Abbott has secured the global rights to Surmodics’ drug-coated balloon (DCB). The company is paying $25 million upfront and committing to up to $67 million in development milestones to add the device to its vascular disease pipeline.
The outlay gives Abbott worldwide commercialization rights to Surmodics’ SurVeil DCB. Surmodics’ designed the device to get more drug to the target tissue than existing PCBs. In doing so, Surmodics thinks it can trigger more durable, evenly distributed effects while cutting incidence of downstream drug particles.
Surmodics is currently testing whether the device lives up that billing in a pivotal U.S. trial. The trial is enrolling 446 patients with peripheral artery disease in the upper leg and randomizing them to receive either SurVeil or Medtronic’s IN.PACT Admiral DCB. Surmodics will compare the effects of the devices on primary lesion patency and a composite safety endpoint after 12 months.

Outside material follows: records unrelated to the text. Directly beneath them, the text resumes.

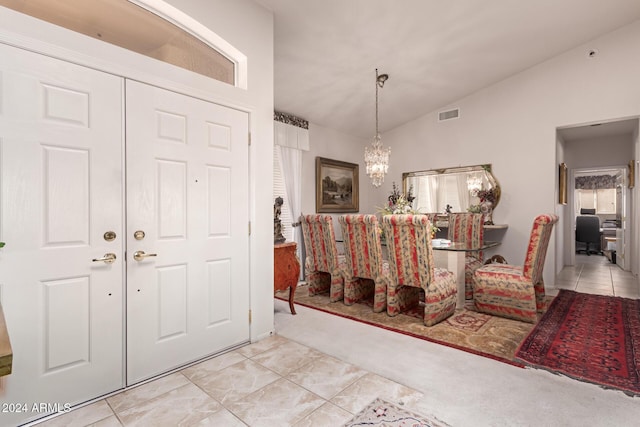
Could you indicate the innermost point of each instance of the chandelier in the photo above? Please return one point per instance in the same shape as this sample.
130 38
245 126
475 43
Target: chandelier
377 159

Having bought into the program, Abbott will work with Surmodics to get it developed and approved in the U.S. and Europe. If the device comes to market, Surmodics will handle manufacturing and get paid based on initial product sales to Abbott. Surmodics will also get a cut of third-party sale profits.
For Abbott, the device represents a chance to muscle in on an area that has been a solid driver of growth for Medtronic’s aortic and peripheral vascular division since the FDA approved IN.PACT Admiral.
“This agreement enhances our fast-growing endovascular portfolio, and we look forward to offering this solution to physicians to give them more and better options to help their patients live their fullest lives,” Chuck Brynelsen, SVP of Abbott's vascular business, said in a statement.
Shares in Surmodics rose 10% following news of the deal.